6.        Meet with the independent auditors prior to the annual audit to review their proposed audit scope and approach, including staffing of the audit and coordination of the audit work with the work of internal accounting personnel.

7.        Discuss with the independent auditors the matters required to be discussed by Statement on Auditing Standards No. 61 relating to the conduct of the audit.

8.        Review the Company’s annual audited financial statements, including the Company’s disclosure under “Management’s Discussion and Analysis of Financial Condition and Results of Operations” with management and with the independent auditors, including major issues regarding accounting and auditing principles and practices, prior to the annual filings.

9.        Review an analysis prepared by management and the independent auditors of significant financial reporting issues and judgments made in connection with the preparation of the Company’s financial statements.

10.     Review with management and the independent auditors the Company’s quarterly financial statements prior to the filing of its Form 10-Q. Confirm that the quarterly financial statements, including the Company’s disclosures under “Management’s Discussion and Analysis of Financial Condition and Results of Operations” have been reviewed by the Company’s independent auditors using professional standards and procedures for conducting such reviews, as established by U.S. generally accepted auditing standards.

11.     Review with management and the independent auditors all Company press releases summarizing earnings.

12.     Meet periodically with management to review the Company’s major financial risk exposures and the steps management has taken to monitor and control such exposures.

13.     Review major changes to the Company’s auditing and accounting principles and practices as suggested by the independent auditors or management.

14.     Take appropriate action to oversee the independence of the independent auditors and receive periodic reports from the independent auditors regarding the auditors’ independence consistent with Independence Standards Board Standard 1 and discuss such reports with the auditors.

15.     Evaluate the performance of the independent auditors and, if determined appropriate by the Audit Committee, replace the independent auditors.

16.     Review with the independent auditors any problems or difficulties the auditors may have encountered, any disagreements or issues between the independent auditors and management and how those disagreements or issues were resolved, and any management letter provided by the auditors and the Company’s response to the letter.

17.     Prepare the report required by the rules of the Securities and Exchange Commission to be included in the Company’s annual proxy statement.

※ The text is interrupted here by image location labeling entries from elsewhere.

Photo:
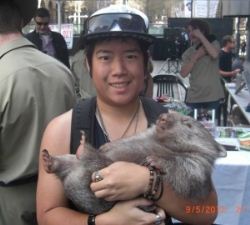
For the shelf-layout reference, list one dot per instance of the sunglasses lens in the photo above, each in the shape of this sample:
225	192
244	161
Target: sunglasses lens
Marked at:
40	24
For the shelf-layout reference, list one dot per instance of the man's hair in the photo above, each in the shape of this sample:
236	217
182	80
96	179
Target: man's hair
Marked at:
89	50
202	25
226	39
42	12
10	18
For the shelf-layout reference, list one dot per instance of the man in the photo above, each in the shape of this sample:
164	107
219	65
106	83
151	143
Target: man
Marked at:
34	88
226	71
49	42
226	59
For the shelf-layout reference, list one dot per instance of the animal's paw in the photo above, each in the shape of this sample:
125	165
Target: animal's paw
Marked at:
47	161
164	121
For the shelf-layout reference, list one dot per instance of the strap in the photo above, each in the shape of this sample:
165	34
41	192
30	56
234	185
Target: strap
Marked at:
82	119
152	109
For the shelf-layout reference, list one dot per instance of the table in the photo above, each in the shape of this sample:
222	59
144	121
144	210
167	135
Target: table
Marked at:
242	99
231	177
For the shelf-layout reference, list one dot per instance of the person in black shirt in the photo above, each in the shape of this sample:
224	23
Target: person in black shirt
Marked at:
226	59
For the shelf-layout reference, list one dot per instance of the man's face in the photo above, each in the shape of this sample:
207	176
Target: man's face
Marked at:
42	24
118	70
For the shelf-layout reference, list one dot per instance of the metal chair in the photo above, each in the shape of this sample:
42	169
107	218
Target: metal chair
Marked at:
171	85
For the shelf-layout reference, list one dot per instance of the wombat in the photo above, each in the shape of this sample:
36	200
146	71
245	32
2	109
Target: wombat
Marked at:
179	145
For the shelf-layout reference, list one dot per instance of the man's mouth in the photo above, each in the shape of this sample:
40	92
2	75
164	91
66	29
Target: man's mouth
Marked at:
120	84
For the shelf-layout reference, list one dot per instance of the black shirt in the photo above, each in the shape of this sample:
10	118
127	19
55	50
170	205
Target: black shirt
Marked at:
225	63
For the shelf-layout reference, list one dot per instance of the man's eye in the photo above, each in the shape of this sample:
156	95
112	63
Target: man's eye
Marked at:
103	57
131	56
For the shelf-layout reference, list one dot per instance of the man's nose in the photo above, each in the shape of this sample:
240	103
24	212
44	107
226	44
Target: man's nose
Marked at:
119	66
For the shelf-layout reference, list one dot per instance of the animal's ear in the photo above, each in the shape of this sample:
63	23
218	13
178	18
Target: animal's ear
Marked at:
221	150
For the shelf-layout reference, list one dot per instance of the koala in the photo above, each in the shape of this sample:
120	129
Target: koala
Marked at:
181	147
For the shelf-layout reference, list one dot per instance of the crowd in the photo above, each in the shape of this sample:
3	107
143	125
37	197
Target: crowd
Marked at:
106	91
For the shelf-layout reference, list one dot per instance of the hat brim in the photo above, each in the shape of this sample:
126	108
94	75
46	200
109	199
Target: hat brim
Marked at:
27	9
147	38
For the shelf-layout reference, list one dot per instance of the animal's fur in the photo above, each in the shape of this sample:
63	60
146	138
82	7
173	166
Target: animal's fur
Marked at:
179	145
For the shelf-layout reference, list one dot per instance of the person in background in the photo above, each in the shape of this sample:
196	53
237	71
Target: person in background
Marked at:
84	84
201	62
34	88
50	42
116	50
226	59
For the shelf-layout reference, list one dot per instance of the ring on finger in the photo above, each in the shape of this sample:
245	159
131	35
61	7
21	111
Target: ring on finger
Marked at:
98	176
158	219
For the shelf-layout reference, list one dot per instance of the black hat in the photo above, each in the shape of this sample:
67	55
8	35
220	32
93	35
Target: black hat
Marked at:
117	21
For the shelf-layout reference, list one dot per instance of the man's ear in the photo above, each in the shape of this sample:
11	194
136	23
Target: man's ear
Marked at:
87	64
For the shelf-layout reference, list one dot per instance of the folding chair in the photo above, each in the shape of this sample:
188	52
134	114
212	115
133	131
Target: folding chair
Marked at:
170	85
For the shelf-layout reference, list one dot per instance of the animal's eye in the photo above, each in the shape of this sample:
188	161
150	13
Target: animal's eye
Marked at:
187	123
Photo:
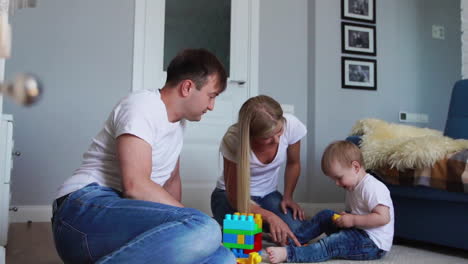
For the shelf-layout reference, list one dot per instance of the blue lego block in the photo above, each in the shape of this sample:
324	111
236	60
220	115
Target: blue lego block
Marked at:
241	222
249	240
230	238
239	253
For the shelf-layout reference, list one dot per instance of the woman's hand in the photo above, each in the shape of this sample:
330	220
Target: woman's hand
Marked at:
295	208
280	231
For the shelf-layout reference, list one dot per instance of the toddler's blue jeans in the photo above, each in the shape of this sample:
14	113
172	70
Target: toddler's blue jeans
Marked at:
96	225
352	243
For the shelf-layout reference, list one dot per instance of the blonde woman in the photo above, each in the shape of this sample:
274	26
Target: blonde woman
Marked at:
253	151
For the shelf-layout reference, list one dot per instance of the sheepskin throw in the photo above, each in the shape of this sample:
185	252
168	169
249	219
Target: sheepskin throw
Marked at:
402	146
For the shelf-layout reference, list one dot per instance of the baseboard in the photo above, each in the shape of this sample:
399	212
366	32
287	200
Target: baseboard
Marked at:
34	213
2	255
311	209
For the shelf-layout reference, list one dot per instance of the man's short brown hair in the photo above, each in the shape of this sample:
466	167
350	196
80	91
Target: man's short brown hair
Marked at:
196	65
343	152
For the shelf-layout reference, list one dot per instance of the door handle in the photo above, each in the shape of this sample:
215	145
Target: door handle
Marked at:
239	82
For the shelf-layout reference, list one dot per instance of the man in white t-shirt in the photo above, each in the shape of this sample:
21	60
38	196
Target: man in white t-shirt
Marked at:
365	232
123	204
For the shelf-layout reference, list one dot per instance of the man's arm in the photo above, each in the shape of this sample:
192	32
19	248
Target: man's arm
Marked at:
135	158
174	185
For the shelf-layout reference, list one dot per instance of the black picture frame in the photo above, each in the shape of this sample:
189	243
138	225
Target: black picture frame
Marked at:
358	10
358	39
358	73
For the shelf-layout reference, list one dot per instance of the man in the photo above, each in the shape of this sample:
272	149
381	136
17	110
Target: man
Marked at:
123	205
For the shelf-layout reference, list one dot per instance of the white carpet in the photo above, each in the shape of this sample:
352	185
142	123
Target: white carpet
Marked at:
419	254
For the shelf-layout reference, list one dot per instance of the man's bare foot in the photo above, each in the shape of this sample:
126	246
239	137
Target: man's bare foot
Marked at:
277	254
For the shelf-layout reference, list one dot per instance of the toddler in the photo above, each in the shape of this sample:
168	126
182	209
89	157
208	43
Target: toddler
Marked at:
365	233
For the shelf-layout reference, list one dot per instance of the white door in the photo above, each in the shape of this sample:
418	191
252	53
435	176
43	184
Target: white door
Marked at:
228	28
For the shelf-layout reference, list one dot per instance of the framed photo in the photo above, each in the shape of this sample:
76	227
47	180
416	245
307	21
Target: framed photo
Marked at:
358	39
360	10
357	73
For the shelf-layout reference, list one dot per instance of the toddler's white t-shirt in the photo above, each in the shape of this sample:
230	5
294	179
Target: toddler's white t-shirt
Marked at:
369	193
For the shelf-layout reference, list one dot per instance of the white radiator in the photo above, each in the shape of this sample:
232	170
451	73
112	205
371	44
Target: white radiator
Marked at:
6	163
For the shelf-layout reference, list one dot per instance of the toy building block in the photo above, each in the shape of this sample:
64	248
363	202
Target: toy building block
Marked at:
254	258
335	216
243	235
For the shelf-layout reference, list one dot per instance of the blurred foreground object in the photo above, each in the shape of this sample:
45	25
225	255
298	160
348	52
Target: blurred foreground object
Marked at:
25	89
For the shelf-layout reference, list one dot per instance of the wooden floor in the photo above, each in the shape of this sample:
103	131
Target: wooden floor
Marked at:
31	243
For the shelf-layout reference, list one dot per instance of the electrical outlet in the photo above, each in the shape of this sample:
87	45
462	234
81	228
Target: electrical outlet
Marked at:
288	108
413	117
438	32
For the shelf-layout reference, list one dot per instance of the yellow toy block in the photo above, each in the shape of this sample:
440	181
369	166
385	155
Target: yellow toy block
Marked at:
335	216
254	258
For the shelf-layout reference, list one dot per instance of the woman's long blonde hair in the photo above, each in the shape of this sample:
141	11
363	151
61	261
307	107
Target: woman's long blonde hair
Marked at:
258	117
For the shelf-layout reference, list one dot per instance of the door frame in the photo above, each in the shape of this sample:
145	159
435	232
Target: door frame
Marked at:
144	23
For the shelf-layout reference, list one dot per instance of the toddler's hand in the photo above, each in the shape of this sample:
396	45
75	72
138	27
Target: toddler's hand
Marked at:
345	221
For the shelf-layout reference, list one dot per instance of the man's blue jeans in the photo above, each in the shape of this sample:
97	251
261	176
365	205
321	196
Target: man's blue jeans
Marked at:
352	243
272	202
96	225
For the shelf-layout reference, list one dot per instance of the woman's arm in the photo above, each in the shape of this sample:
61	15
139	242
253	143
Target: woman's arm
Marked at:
291	176
135	159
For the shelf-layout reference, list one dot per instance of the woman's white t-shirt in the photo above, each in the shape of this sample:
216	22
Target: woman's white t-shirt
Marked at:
142	114
264	177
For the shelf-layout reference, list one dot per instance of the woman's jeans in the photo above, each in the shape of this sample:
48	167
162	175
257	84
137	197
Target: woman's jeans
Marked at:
352	243
272	202
96	225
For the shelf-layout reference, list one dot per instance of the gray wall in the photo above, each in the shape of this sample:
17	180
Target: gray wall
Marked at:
415	73
82	51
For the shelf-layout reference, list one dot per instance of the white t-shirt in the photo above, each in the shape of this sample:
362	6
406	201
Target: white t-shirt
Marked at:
369	193
264	177
142	114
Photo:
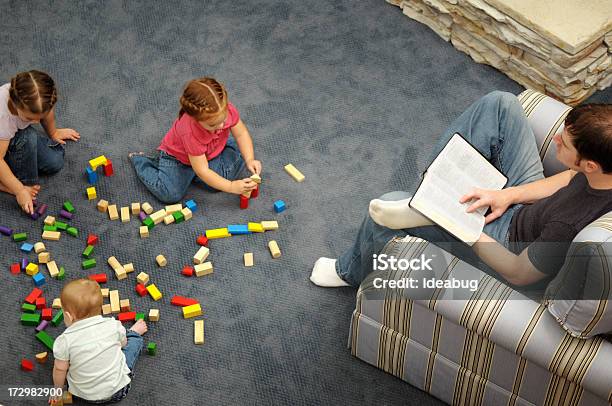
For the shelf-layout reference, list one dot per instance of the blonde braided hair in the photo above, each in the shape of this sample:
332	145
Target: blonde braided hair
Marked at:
33	91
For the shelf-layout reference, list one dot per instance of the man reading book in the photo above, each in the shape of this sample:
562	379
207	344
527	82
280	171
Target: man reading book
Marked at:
531	222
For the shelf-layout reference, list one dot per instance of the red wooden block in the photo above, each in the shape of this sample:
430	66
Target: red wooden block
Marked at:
255	192
127	316
187	271
34	294
108	168
41	303
182	301
202	240
27	365
92	239
141	289
99	277
244	202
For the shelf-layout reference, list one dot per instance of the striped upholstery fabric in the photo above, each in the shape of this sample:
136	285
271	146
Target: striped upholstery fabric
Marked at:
495	346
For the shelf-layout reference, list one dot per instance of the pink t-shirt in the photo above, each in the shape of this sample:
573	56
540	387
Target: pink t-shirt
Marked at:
187	137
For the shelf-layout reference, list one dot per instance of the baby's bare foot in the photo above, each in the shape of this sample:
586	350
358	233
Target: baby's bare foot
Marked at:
140	327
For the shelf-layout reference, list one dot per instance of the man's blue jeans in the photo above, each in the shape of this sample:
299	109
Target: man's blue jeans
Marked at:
496	125
168	178
31	154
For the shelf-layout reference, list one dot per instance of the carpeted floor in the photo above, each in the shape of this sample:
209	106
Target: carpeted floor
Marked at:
353	93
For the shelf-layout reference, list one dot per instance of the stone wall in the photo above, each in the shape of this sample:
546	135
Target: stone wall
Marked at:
525	53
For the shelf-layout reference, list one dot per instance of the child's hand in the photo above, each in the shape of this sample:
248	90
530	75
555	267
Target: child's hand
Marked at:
242	186
62	134
254	166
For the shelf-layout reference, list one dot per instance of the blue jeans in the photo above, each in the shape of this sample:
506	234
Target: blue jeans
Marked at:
31	154
496	125
168	179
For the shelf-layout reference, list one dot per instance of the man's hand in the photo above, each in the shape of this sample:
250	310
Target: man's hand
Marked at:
499	200
62	134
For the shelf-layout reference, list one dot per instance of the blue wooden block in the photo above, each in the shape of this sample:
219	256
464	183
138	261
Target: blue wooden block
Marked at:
191	205
38	279
92	176
238	229
279	206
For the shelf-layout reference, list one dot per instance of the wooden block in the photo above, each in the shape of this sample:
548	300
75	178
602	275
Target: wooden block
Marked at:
51	235
124	305
294	173
161	260
154	292
154	315
203	269
201	255
125	214
102	206
114	301
143	278
198	333
147	208
192	311
113	214
274	250
44	257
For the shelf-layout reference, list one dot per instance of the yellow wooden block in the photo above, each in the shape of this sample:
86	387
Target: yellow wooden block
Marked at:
51	235
203	269
217	233
154	292
198	333
192	311
269	225
256	228
295	174
91	193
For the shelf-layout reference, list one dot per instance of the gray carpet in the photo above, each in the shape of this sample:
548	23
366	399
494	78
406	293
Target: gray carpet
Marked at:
353	93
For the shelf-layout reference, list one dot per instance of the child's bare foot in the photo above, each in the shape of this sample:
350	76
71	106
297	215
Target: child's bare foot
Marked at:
140	327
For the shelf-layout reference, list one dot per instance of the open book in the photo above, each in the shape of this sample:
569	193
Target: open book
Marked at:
456	171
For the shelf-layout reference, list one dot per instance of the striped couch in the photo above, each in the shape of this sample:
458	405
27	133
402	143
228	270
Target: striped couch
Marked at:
495	346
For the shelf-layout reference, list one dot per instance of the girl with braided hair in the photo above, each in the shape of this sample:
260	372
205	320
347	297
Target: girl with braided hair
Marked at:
24	152
198	147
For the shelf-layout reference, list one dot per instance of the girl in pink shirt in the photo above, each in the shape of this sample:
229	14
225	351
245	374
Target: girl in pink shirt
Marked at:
198	146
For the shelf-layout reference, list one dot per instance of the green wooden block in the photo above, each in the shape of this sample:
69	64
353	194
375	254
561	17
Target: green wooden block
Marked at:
61	225
89	263
73	231
149	223
88	251
152	348
18	237
178	217
30	319
68	206
46	339
28	308
58	318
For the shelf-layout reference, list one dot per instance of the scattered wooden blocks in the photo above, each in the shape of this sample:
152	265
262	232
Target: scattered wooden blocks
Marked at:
294	173
274	250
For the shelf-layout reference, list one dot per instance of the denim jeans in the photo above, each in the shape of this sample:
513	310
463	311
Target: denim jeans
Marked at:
496	125
31	154
168	179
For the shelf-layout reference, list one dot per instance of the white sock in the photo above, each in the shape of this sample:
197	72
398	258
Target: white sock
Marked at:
396	214
324	274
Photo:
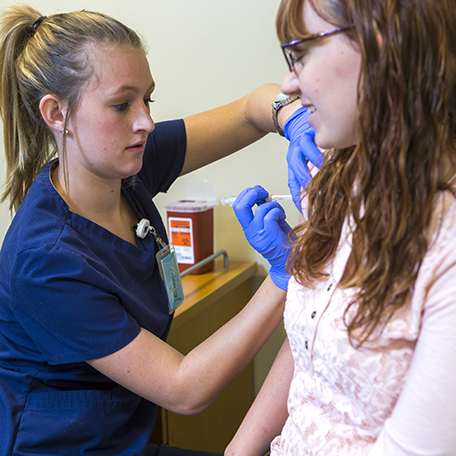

18.     If deemed appropriate, initiate special investigations into matters within the Committee’s scope of responsibilities or as delegated by the Board of Directors. and in connection therewith the Committee may retain independent counsel, accountants or others to assist it in the conduct of any investigation.

19.     The Committee shall establish procedures for —

a.        the receipt, retention, and treatment of complaints received by the Company regarding accounting, internal accounting controls, or auditing matters; and

b.        the confidential, anonymous submission by employees of the Company of concerns regarding questionable accounting or auditing matters.

While the Audit Committee has the responsibilities and powers set forth in this Charter, it is not the duty of the Audit Committee to plan or conduct audits or to determine that the Company’s financial statements are complete and accurate and are in accordance with generally accepted accounting principles. This is the responsibility of management.